Docker layers and Union File System explained
Docker layers and the Union File System are how Docker turns a series of Dockerfile instructions into a single, runnable image while keeping disk usage and build time reasonable. The whole image-caching story rests on this design.
Theory
TL;DR
- Each Dockerfile instruction usually produces one layer: a read-only diff of the filesystem after the instruction ran.
- An image is an ordered stack of layers + a config blob. Layers are immutable and identified by their content hash (SHA256).
- A Union File System (OverlayFS in modern Docker) merges those read-only layers plus one writable layer into a single filesystem view that the container sees.
- Layers are deduplicated: ten images sharing
python:3.13keep that base on disk once. - Writes inside a running container go to its writable layer using copy-on-write (CoW). They are lost when the container is removed - persistent state belongs in volumes.
- Build cache hits when an instruction has the same inputs as a previous build. Reorder instructions so cheap, frequently-changing things sit on top; slow, stable things live underneath.
Quick example
$ docker history nginx:1.27-alpine
IMAGE CREATED CREATED BY SIZE
4f06b3e2c0c1 2 weeks ago /bin/sh -c #(nop) CMD ["nginx" "-g" "daemo… 0B
<missing> 2 weeks ago /bin/sh -c #(nop) STOPSIGNAL SIGQUIT 0B
<missing> 2 weeks ago /bin/sh -c #(nop) EXPOSE 80 0B
<missing> 2 weeks ago /bin/sh -c set -x && addgroup -g 101 -S… 8.94MB
<missing> 2 weeks ago /bin/sh -c #(nop) ENV NGINX_VERSION=1.27.4 0B
<missing> 4 weeks ago /bin/sh -c #(nop) CMD ["/bin/sh"] 0B
<missing> 4 weeks ago /bin/sh -c #(nop) ADD file:abcd1234… 7.79MBEach row is one layer. The Alpine base (ADD file:...) is at the bottom; nginx-specific layers stack on top. Pull nginx:1.27-alpine and node:22-alpine and the Alpine base layer is shared - downloaded once, stored once.
What a layer actually is
A layer is a tarball containing:
- The files added or modified by that instruction.

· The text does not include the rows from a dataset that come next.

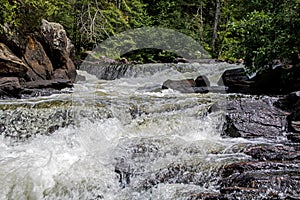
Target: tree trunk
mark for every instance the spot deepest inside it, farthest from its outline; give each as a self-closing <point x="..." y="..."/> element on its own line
<point x="215" y="29"/>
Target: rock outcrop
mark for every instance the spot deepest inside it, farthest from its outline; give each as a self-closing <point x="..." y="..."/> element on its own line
<point x="271" y="81"/>
<point x="200" y="85"/>
<point x="252" y="118"/>
<point x="38" y="60"/>
<point x="272" y="170"/>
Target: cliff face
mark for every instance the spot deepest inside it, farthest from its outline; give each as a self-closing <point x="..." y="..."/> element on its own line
<point x="33" y="61"/>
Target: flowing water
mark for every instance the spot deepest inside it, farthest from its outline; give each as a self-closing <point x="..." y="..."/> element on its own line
<point x="116" y="139"/>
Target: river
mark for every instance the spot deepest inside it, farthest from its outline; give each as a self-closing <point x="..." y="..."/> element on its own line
<point x="117" y="139"/>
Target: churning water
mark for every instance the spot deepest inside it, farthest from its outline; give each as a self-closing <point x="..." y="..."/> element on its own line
<point x="118" y="139"/>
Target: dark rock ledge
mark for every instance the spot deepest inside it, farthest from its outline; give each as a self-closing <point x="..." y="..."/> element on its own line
<point x="36" y="62"/>
<point x="268" y="82"/>
<point x="273" y="170"/>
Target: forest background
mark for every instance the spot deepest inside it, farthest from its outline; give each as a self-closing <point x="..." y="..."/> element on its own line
<point x="258" y="32"/>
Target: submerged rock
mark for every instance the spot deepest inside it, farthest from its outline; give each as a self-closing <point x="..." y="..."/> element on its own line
<point x="291" y="103"/>
<point x="236" y="80"/>
<point x="184" y="86"/>
<point x="266" y="179"/>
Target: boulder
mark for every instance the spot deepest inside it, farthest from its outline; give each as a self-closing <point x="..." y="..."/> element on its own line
<point x="58" y="47"/>
<point x="275" y="81"/>
<point x="10" y="64"/>
<point x="274" y="152"/>
<point x="291" y="103"/>
<point x="10" y="86"/>
<point x="39" y="65"/>
<point x="54" y="83"/>
<point x="281" y="178"/>
<point x="251" y="118"/>
<point x="202" y="81"/>
<point x="184" y="86"/>
<point x="236" y="80"/>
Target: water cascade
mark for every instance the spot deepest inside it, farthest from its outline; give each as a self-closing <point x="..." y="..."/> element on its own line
<point x="117" y="136"/>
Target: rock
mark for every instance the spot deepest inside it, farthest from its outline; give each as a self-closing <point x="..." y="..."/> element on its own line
<point x="271" y="81"/>
<point x="10" y="86"/>
<point x="291" y="103"/>
<point x="294" y="137"/>
<point x="58" y="47"/>
<point x="184" y="86"/>
<point x="251" y="118"/>
<point x="40" y="67"/>
<point x="202" y="81"/>
<point x="236" y="80"/>
<point x="60" y="74"/>
<point x="273" y="152"/>
<point x="280" y="178"/>
<point x="200" y="85"/>
<point x="55" y="84"/>
<point x="10" y="64"/>
<point x="180" y="60"/>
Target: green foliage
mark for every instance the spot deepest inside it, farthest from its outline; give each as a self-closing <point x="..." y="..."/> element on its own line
<point x="25" y="15"/>
<point x="257" y="31"/>
<point x="268" y="31"/>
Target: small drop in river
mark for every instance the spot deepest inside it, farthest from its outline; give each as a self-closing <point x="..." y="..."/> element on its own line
<point x="118" y="135"/>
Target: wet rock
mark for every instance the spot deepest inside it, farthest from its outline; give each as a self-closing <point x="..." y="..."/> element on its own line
<point x="294" y="137"/>
<point x="271" y="81"/>
<point x="207" y="196"/>
<point x="10" y="86"/>
<point x="40" y="67"/>
<point x="273" y="152"/>
<point x="10" y="64"/>
<point x="200" y="85"/>
<point x="251" y="118"/>
<point x="58" y="47"/>
<point x="236" y="80"/>
<point x="291" y="103"/>
<point x="55" y="84"/>
<point x="241" y="167"/>
<point x="202" y="81"/>
<point x="269" y="179"/>
<point x="184" y="86"/>
<point x="181" y="60"/>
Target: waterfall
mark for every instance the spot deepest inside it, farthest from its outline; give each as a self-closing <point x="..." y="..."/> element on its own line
<point x="117" y="136"/>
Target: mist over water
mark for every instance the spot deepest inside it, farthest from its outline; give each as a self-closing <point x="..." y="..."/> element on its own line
<point x="153" y="144"/>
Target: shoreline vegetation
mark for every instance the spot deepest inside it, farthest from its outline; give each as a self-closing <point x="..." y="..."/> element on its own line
<point x="262" y="35"/>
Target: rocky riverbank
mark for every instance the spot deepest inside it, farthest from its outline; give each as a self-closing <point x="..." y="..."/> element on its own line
<point x="272" y="171"/>
<point x="36" y="63"/>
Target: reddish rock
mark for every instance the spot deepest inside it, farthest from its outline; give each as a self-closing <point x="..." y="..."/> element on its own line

- For deletions: a special whiteout file (
.wh.<name>) telling the union FS "hide the file from layers below".
So if RUN apt-get install vim adds /usr/bin/vim, that file lands in the layer's tar. If a later RUN rm /usr/bin/vim removes it, a .wh.vim whiteout appears in that layer - but the actual file is still on disk in the earlier layer. Image size includes everything you ever added, even if you later deleted it.
Layers are content-addressed: their identity is the SHA256 of the tarball. Same tarball = same layer = stored once.
Union File System (OverlayFS)
Docker has supported several union FS drivers over the years (AUFS, btrfs, devicemapper, zfs, OverlayFS). On modern Linux (kernel 4.x+), OverlayFS is the default - it is fast, in the kernel proper, and well-maintained.
OverlayFS combines four directories into one mount:
- lowerdir - one or more read-only directories (your image layers, stacked).
- upperdir - one read-write directory (the container's writable layer).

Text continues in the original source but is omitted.